“My detention in the Iles-Saint-Marguerite,” says Lagrange-Chancel,” brought many things to my knowledge which a more painstaking historian than M. de Voltaire would have taken the trouble to find out; for at the time when I was taken to the islands the imprisonment of the Man in the Iron Mask was no longer regarded as a state secret. This extraordinary event, which M. de Voltaire places in 1662, a few months after the death of Cardinal Mazarin, did not take place till 1669, eight years after the death of His Eminence. M. de La Motte-Guerin, commandant of the islands in my time, assured me that the prisoner was the Duc de Beaufort, who was reported killed at the siege of Candia, but whose body had never been recovered, as all the narratives of that event agree in stating. He also told me that M. de Saint-Mars, who succeeded Pignerol as governor of the islands, showed great consideration for the prisoner, that he waited on him at table, that the service was of silver, and that the clothes supplied to the prisoner were as costly as he desired; that when he was ill and in need of a physician or surgeon, he was obliged under pain of death to wear his mask in their presence, but that when he was alone he was permitted to pull out the hairs of his beard with steel tweezers, which were kept bright and polished. I saw a pair of these which had been actually used for this purpose in the possession of M. de Formanoir, nephew of Saint-Mars, and lieutenant of a Free Company raised for the purpose of guarding the prisoners. Several persons told me that when Saint-Mars, who had been placed over the Bastille, conducted his charge thither, the latter was heard to say behind his iron mask, ’Has the king designs on my life?’ To which Saint-Mars replied, ’No, my prince; your life is safe: you must only let yourself be guided.’

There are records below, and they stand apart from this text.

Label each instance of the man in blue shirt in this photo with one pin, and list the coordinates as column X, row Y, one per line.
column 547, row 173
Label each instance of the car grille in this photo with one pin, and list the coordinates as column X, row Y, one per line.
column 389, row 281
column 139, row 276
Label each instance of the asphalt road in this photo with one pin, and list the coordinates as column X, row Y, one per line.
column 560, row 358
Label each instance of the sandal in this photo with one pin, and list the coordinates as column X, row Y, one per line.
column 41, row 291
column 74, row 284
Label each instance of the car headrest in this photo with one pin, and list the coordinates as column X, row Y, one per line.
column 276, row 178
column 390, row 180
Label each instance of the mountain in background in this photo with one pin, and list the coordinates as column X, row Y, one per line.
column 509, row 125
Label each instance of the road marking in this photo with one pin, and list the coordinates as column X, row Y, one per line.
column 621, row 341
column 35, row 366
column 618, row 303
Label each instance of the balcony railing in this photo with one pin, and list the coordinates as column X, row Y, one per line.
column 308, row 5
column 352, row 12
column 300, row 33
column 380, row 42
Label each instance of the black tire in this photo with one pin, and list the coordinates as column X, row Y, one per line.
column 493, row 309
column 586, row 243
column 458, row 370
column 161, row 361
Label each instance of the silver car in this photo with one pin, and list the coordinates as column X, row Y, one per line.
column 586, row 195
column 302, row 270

“I also learned from a man called Dubuisson, cashier to the well-known Samuel Bernard, who, having been imprisoned for some years in the Bastile, was removed to the Iles Sainte-Marguerite, where he was confined along with some others in a room exactly over the one occupied by the unknown prisoner. He told me that they were able to communicate with him by means of the flue of the chimney, but on asking him why he persisted in not revealing his name and the cause of his imprisonment, he replied that such an avowal would be fatal not only to him but to those to whom he made it.
“Whether it were so or not, to-day the name and rank of this political victim are secrets the preservation of which is no longer necessary to the State; and I have thought that to tell the public what I know would cut short the long chain of circumstances which everyone was forging according to his fancy, instigated thereto by an author whose gift of relating the most impossible events in such a manner as to make them seem true has won for all his writings such success—even for his Vie de Charles XII”
This theory, according to Jacob, is more probable than any of the others.